Fig. 1 is a schematic flow chart of a speech analysis method according to an embodiment of the present invention;

fig. 2 is a schematic flow chart of a speech analysis method according to an embodiment of the present invention;

fig. 3 is a flowchart illustrating a speech analysis method according to an embodiment of the present invention.

Detailed Description

Various embodiments of the present disclosure will be described more fully hereinafter. The present disclosure is capable of various embodiments and of modifications and variations therein. However, it should be understood that: there is no intention to limit the various embodiments of the disclosure to the specific embodiments disclosed herein, but rather, the disclosure is to cover all modifications, equivalents, and/or alternatives falling within the spirit and scope of the various embodiments of the disclosure.

The terminology used in the various embodiments of the present disclosure is for the purpose of describing particular embodiments only and is not intended to be limiting of the various embodiments of the present disclosure. As used herein, the singular forms are intended to include the plural forms as well, unless the context clearly indicates otherwise. Unless otherwise defined, all terms (including technical and scientific terms) used herein have the same meaning as commonly understood by one of ordinary skill in the art to which the various embodiments of the present disclosure belong. The terms (such as those defined in commonly used dictionaries) should be interpreted as having a meaning that is consistent with their contextual meaning in the relevant art and will not be interpreted in an idealized or overly formal sense unless expressly so defined in various embodiments of the present disclosure.

Example 1

Embodiment 1 of the present invention discloses a speech analysis method, which is applied to single-channel speech analysis, and as shown in fig. 1-2, includes the following steps:

step 101, dividing voice data to be analyzed into a voice part and a non-voice part; the voice data to be analyzed comprises voice data of a plurality of speakers;

the specific voice data to be analyzed may be single-channel voice data, specifically, for example, single-channel voice mixed with two persons, namely customer service and customer, or single-channel voice mixed with more speakers, so that the step 101 of dividing the voice data to be analyzed into voice parts and non-voice parts includes:

the method comprises the steps of segmenting Voice data to be analyzed through a Voice Activity Detection (VAD) method so as to divide the Voice data to be analyzed into a Voice part and a non-Voice part.

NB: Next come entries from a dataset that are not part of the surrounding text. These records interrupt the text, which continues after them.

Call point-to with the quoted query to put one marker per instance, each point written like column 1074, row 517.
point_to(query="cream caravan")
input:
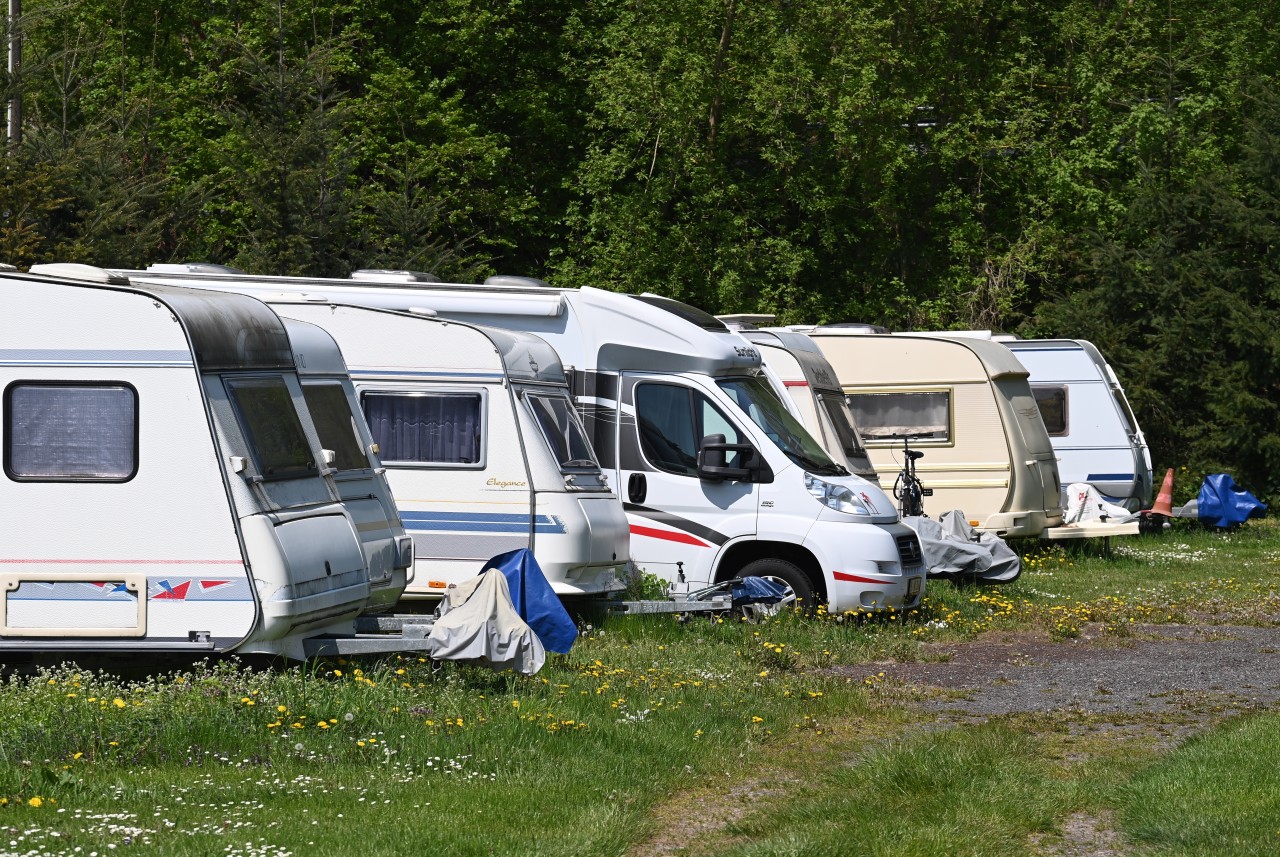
column 967, row 404
column 480, row 440
column 718, row 479
column 172, row 426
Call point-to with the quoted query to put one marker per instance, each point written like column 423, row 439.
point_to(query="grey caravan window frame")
column 876, row 435
column 385, row 450
column 274, row 462
column 1052, row 427
column 350, row 454
column 13, row 470
column 539, row 404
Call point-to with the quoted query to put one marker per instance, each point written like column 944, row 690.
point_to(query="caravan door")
column 679, row 521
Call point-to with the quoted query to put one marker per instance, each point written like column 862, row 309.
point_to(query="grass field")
column 653, row 737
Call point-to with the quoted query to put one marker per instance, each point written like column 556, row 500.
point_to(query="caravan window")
column 426, row 427
column 272, row 426
column 672, row 421
column 563, row 432
column 336, row 424
column 885, row 416
column 841, row 421
column 71, row 432
column 1051, row 402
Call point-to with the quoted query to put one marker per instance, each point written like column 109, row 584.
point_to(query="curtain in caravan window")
column 895, row 415
column 426, row 429
column 64, row 432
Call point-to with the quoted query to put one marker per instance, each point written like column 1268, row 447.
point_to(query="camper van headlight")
column 835, row 496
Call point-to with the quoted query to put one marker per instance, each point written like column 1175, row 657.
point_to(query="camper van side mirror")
column 713, row 461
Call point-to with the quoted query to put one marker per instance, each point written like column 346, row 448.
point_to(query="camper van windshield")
column 836, row 411
column 563, row 432
column 758, row 402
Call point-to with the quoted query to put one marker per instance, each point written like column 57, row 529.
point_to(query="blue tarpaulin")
column 758, row 590
column 535, row 600
column 1224, row 504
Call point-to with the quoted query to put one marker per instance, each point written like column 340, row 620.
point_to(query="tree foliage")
column 1080, row 168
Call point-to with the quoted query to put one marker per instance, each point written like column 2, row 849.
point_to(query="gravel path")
column 1159, row 669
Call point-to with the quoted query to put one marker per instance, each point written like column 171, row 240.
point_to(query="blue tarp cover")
column 535, row 600
column 758, row 590
column 1224, row 504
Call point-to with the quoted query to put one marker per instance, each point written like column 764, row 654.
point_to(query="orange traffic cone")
column 1164, row 503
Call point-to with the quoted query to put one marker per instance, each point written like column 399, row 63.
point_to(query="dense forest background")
column 1095, row 169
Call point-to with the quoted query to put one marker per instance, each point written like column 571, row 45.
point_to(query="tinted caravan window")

Specifically, besides the VAD method, other methods may also be used for segmentation, for example, the segmentation may also be performed according to the waveform of the voice, as long as the voice data to be analyzed can be divided into a voice part and a non-voice part, and the method is not limited to the VAD method.

Specifically, as shown in fig. 2, it is the stage of VAD, and the specific voice part is the region corresponding to speed 1 and speed 2.

Step 102, segmenting the voice part into a plurality of voice segments;

specifically, the segmenting the voice part into a plurality of voice segments in step 102 includes:

Specifically, the preset time length may be set to 500ms, for example, and the preset value may be set to 300ms, for example, to explain this, the voice portion is divided into voice segments that do not overlap with each other, and specifically, each voice segment has a length of 500 ms. If the length of the last voice segment is less than 300ms, the last voice segment and the previous voice segment are spliced into a longer voice segment; the last speech segment can be used alone as a speech segment if it is greater than or equal to 300ms, but less than 500 ms.

In the segmentation principle in the present scheme, only one speaker is considered in each segmented speech segment, so that the length of each speech segment cannot be too long or too short, generally several hundred milliseconds, and 500ms is a preferred embodiment through experiments, and in addition, according to different application scenarios, the preset time length may also be set to a certain value between 400 and 600ms, for example, and the preset value may be set to a certain value between 250 and 350ms, for example.

Specifically, in one embodiment, the speech segment includes forward and backward frames and/or overlap.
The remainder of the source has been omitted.